When Alaa Abdel-Fattah, the Egyptian political activist and blogger, was arrested, my Facebook newsfeed, in a matter of minutes, was dominated by posts condemning his arrest. Profile pictures were changed to a Guevara-style silhouette version of his picture in solidarity with the young activist. He was quickly portrayed as the ultimate freedom fighter and the symbol of resistance. He indeed is. Abdel-Fattah comes from a family of political activists and has been an active force of resistance against Mubarak's tyrannical rule for nearly a decade. He extensively blogged and participated in numerous protests against the ousted and the current regimes.
Despite my empathy with Alaa Abdel-Fattah as a fellow blogger who fell victim to his opinions, he is neither the only nor the most vulnerable victim of Egypt's successive ruthless regimes, including the current transitional military junta. Khaled Said, Mina Daniel, Maikel Nabil Sanad, and now Abdel-Fatah, have all caused online uproars following their arrest or killing. They are most definitely and without doubt victims, but so are tens of thousands of others whose cases go unreported because Egypt's middle-class, educated online activists fail to identify with them.

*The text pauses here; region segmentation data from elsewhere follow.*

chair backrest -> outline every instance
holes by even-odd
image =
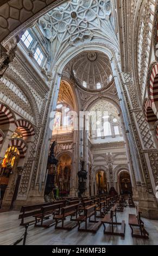
[[[83,203],[83,207],[86,207],[91,205],[93,203],[93,200],[89,200],[89,201],[84,202]]]
[[[62,203],[59,204],[51,204],[50,205],[48,205],[47,206],[42,206],[41,210],[42,212],[45,213],[49,211],[53,211],[53,210],[58,209],[62,206],[63,204]]]
[[[73,204],[67,206],[63,207],[61,209],[61,214],[65,214],[71,212],[73,211],[76,211],[78,208],[79,204]]]
[[[95,214],[96,205],[93,204],[85,209],[85,215],[88,218],[93,214]]]
[[[56,201],[54,201],[54,204],[60,204],[62,203],[64,204],[64,206],[65,206],[67,204],[67,203],[68,202],[68,200],[66,199],[65,200],[56,200]]]
[[[49,205],[49,203],[43,203],[42,204],[31,204],[30,205],[23,205],[21,208],[20,212],[26,212],[27,211],[32,211],[33,210],[41,209],[42,206]]]

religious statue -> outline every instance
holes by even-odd
[[[50,154],[48,160],[48,163],[49,163],[50,164],[55,164],[56,166],[58,163],[58,160],[55,159],[54,155],[54,149],[56,145],[57,142],[56,141],[54,141],[50,147]]]
[[[84,170],[85,161],[81,160],[81,170],[78,172],[78,175],[79,178],[79,196],[81,196],[85,192],[86,181],[87,179],[87,172]]]

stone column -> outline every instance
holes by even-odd
[[[2,45],[0,44],[0,78],[9,66],[9,63],[12,62],[15,57],[17,44],[19,42],[22,32],[12,38]]]

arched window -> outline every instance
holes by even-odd
[[[27,48],[30,45],[33,39],[28,31],[27,30],[21,38],[21,40]]]
[[[60,127],[61,124],[61,113],[57,112],[55,114],[54,120],[54,127]]]
[[[104,136],[110,136],[111,135],[111,125],[109,122],[104,123]]]
[[[97,89],[101,89],[101,84],[100,83],[97,83]]]

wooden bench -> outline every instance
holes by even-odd
[[[122,204],[121,200],[118,202],[118,206],[117,208],[117,211],[122,212],[124,211],[124,204]]]
[[[98,203],[99,203],[99,198],[95,198],[93,200],[93,203],[94,203],[94,204],[97,204],[98,205]]]
[[[135,214],[129,215],[129,224],[132,231],[131,236],[133,237],[149,239],[149,234],[144,228],[144,222],[141,218],[141,212],[139,211],[137,216]],[[134,227],[139,228],[140,234],[134,233]]]
[[[134,202],[133,202],[132,198],[129,198],[129,199],[128,204],[129,204],[129,207],[132,208],[135,208],[135,205]]]
[[[96,208],[96,211],[99,211],[99,215],[97,215],[98,217],[103,218],[105,213],[106,213],[106,211],[105,209],[105,204],[106,201],[105,201],[105,200],[104,201],[102,201],[99,203],[99,205]]]
[[[118,206],[118,204],[116,204],[110,210],[110,213],[106,214],[104,218],[102,220],[102,223],[103,224],[104,230],[104,233],[108,235],[119,235],[121,236],[124,236],[125,234],[125,221],[122,221],[121,223],[117,222],[116,217],[116,210]],[[115,222],[113,222],[113,217],[115,217]],[[109,224],[110,225],[111,230],[110,231],[106,231],[106,226],[105,224]],[[121,231],[115,231],[113,225],[121,225]]]
[[[73,228],[77,225],[77,222],[75,221],[77,218],[77,213],[79,208],[79,204],[72,205],[68,205],[62,208],[60,215],[54,216],[55,220],[55,229],[66,229],[67,230],[71,230]],[[72,216],[75,214],[75,219],[73,220]],[[66,217],[71,216],[70,222],[64,225],[64,221]],[[58,226],[59,221],[61,221],[61,226]],[[73,222],[72,222],[73,221]]]
[[[84,210],[85,208],[92,205],[93,203],[93,200],[89,200],[88,201],[85,201],[83,202],[82,204],[80,205],[79,208],[79,215],[80,216],[81,213]]]
[[[42,204],[32,204],[30,205],[24,205],[21,207],[20,210],[20,214],[18,216],[18,219],[21,219],[20,225],[29,225],[33,224],[35,222],[35,219],[30,220],[27,222],[24,222],[25,218],[33,217],[35,214],[40,214],[41,211],[41,207],[44,206],[49,205],[50,204],[48,203],[43,203]]]
[[[41,212],[34,216],[35,218],[35,227],[49,228],[49,227],[53,225],[55,223],[53,217],[54,218],[55,214],[60,214],[60,208],[62,206],[63,204],[60,203],[42,206],[41,208]],[[50,215],[52,216],[52,219],[46,220],[46,217],[49,217]],[[45,221],[43,223],[45,220]],[[39,222],[41,222],[41,223],[39,224]]]
[[[81,201],[82,201],[83,203],[84,202],[88,201],[89,200],[89,198],[88,198],[88,197],[86,197],[86,198],[81,199]]]
[[[66,206],[68,204],[68,200],[67,199],[64,200],[56,200],[53,202],[53,204],[63,204],[63,206]]]
[[[91,220],[91,217],[94,216],[94,220]],[[87,219],[89,218],[89,223],[93,223],[91,227],[87,227]],[[100,221],[96,221],[96,205],[86,207],[84,209],[84,215],[79,216],[77,219],[78,223],[78,231],[84,231],[86,232],[92,232],[96,233],[102,225]],[[85,223],[85,228],[81,228],[80,224],[82,222]]]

Egypt's internet demographics explain the selectivity of victims, heroes and symbolic figures in the country's online struggle for democracy. The internet penetration rate is still a low 20%, which means that if you are a member of Egypt's online population, you are most likely a member of an educated middle-class in a big metropolis, mainly Cairo and Alexandria.
There is also about a 65% chance that you're a male, and about a 90% chance you're aged between 13 and 34. In order to be an active contributor in cyberspace, you also require a certain level of technological expertise, such as video-editing and blog-managing skills, which again would probably be higher among educated, male and young users.

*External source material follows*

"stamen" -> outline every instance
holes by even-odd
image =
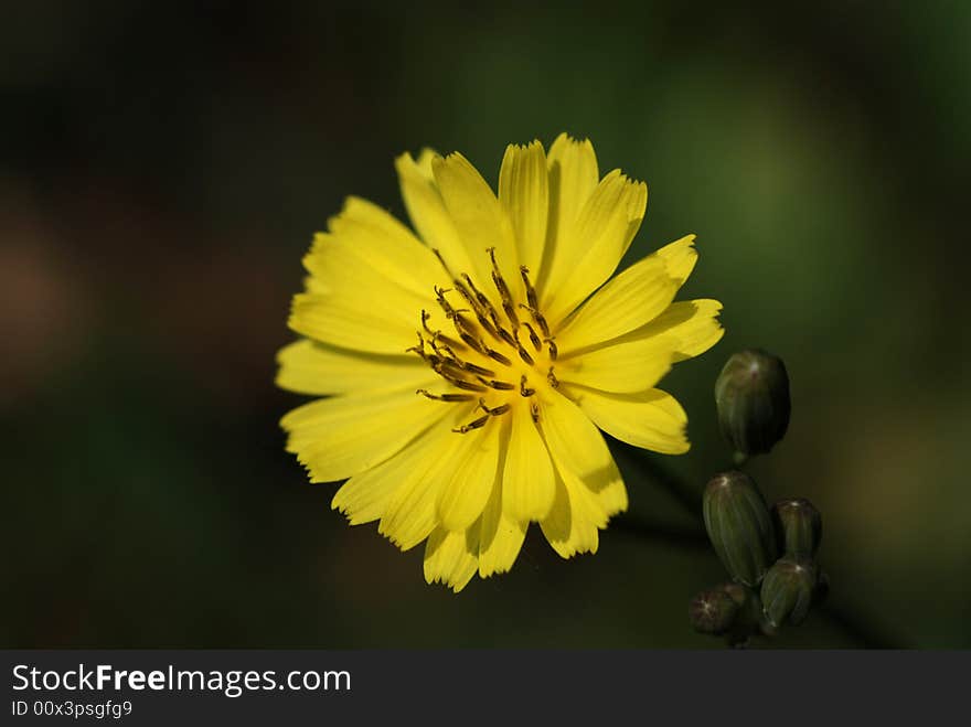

Even among active internet users, there are still different levels and shades of contribution – not everyone contributes equally or has the same impact. In 2006, a study carried out by Forrestry Survey found that only 13% of internet users are active creators or users generating, rather than just viewing, content, while the majority of users were described as ‘passive spectators' (33%) and ‘inactive' users (52%). In other words, the majority of internet users are there to view content with a very minimal contribution of opinion, information, etc.
What this means is that people who play an active role online are a tiny percentage, not just of the population at large but even of internet users. They are mainly young, middle-class, urban and predominantly male. Looking at these figures, it is no surprise that the revolution's cyberheroes match the profile of the typical Egyptian Facebook user.
The background of the majority of social networkers dictates the narratives and views you find in Egyptian cyberspace. This explains why it is very hard to find accounts of other victims from different backgrounds in Egypt's shanty towns and rural areas. Age, gender, residence and social status are all factors that confine online participation and lobbying power to certain groups.
Online activism did undoubtedly play a big role in educating, raising awareness and mobilising people in the build-up to the Arab revolts of earlier this year. But if we have more men than women, urban than rural people, young than old online, then these groups are better-positioned than others to mobilise, express their opinion and lobby policy-makers, even if young people have yet to make it in large numbers into mainstream politics. This poses a challenge to the whole idea that new social media are more empowering compared to traditional media outlets.
If empowerment is restricted to certain groups of people, then social media kind of loses its perceived altruistic nature. Even the very idea of media empowerment was also introduced in cyberspace by those very people empowered by the media. This participatory media was utilised by educated online communities to make up for the lack of democracy in the real world. Being unable to vote or affect public policy for decades has made the internet a haven for those who long for political rights and desire to play an active part in shaping their own future and the public policy of their country. Therefore, an old, illiterate farmer's wife in a Nile Delta village will probably be a lot more sceptical about how Facebook can empower her.
In a way, this is reminiscent to when only white male Protestants were allowed to vote in the United States – a strategy employed to shape public policy in favour of a certain privileged group. Even though it is logistically and practically impossible to connect every Egyptian to the internet and get them to participate equally, especially when the illiteracy rate is still as high as 30% and nearly half the population lives below the poverty line. However, we can still find some consolation in the fact that more and more people are coming online every day. The number of internet users is expected to rise exponentially by 2012, which will enable more people to learn some of the 21st century's tricks of grassroots, bottom-up campaigning.